There are two types of rotation methods in FA: orthogonal and oblique. Theoretically, an orthogonal rotation assumes that resulting factors are not correlated and works best for revealing independent dimensions of the underlying structure being studied. An oblique rotation, by contrast, is not restricted to keeping the extracted factors independent of each other and therefore works better at separating out factors when it can be expected theoretically that the resulting factors would in reality be correlated (Hair, Anderson, Tatham, & Black, 1998). In the case of ACA, large factors are interpreted as specialties within a research field, and the correlation between factors can therefore be expected to be fairly high. Indeed, high correlations between factors were found in different fields, with the highest correlation between two factors reported in a given study ranging from 0.39 to 0.65 (McCain, 1990a; White & Griffith, 1982; Zhao, 2006). An oblique rotation, therefore, appears theoretically more appropriate for ACA. As an additional advantage, an oblique rotation produces a component correlation matrix to indicate the degree of correlation between resulting factors (McCain, 1990a; White & Griffith, 1982).
In practice, however, both oblique and orthogonal rotation methods have been used in ACA studies, even by the same authors, and both types of studies have demonstrated how useful and informative the factor-analytic approach to ACA is. For example, McCain (1990a) and White and Griffith (1982) applied an oblique rotation method and discussed its advantage of providing measures on the interrelationships between factors. Later studies by these authors, such as W&M98, however, switched to an orthogonal rotation instead, without discussing why they made this choice. And yet the orthogonal rotation in that study still produced clear and revealing results as to the nature of the IS field (White & McCain, 1998).

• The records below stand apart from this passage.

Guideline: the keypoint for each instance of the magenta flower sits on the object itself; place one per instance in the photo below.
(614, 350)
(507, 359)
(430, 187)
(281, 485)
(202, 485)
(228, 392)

We have become curious about whether different rotation methods would produce different specialty structures in ACA and whether such differences are sufficient to justify one over the other.
To summarize, the present study therefore addresses the following research questions.
- 1.What is the intellectual structure of the IS field, 1996–2005, the first decade of the Web? How has it changed from the decades before this time period?
- 2.What are the differences in factor analysis results in ACA between the use of an oblique rotation and an orthogonal rotation?
We hope to contribute to a more complete mapping of the IS field and to a better understanding of the factor analysis techniques when applied to ACA, and consequently to improved ACA studies.